Some other fun facts about Judge Rutherford are that she is an all-day-long coffee drinker (black); a certified Swiftie (attended the Eras Tour New Orleans 2024); a foodie; a lover of silk neck scarves (she generally doesn’t take the bench without one, her signature); a Dallas enthusiast; a loving pet owner to two curious cats, Sox and Karma; and a world traveler (she’s a self-proclaimed Francophile). These things are some of the threads of the fabric that is Judge Rutherford, but the strongest strand is that she’s a mom. "For all the joy I find in my work, nothing compares to the joy I find in my family. They are my grounding force and my greatest blessing."

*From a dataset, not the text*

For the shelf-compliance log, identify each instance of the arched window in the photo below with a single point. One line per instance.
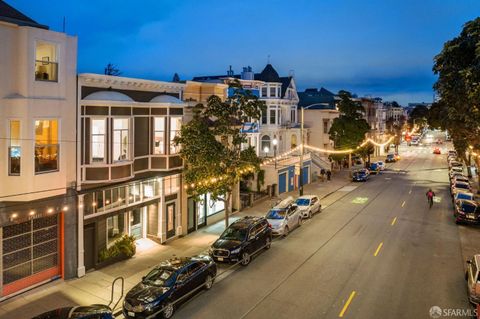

Judge Rutherford is most proud in life of her beautiful family. She has been married to Scott, now a finance professional and a certified sommelier through Wine & Spirit Education Trust, for more than 30 years. Scott is warm, lighthearted, and silly in the best way. Together, they have hiked trails and summited peaks across the United States, and their shared love of learning means that even vacations tend to revolve around history: museums, battlefields, and the stories that shaped the nation.
The pair are incredible parents to three bright young adults: a U.S. Marine Corps captain; a financial analyst for a regional airline; and a litigation project manager at an e-discovery law firm. Judge Rutherford is happiest when Scott and the kids are under one roof with her. She is proudest when she is celebrating one of their wins, like when her oldest married the love of his life last year, when her second graduated from the University of Oklahoma and found a fantastic career close to home, and when her youngest followed her heart to a bold new city. The judge would tell you that, for all her legal accomplishments, the kids are her most treasured legacy. And I think she is exactly what this profession needs—leaders who value family most of all.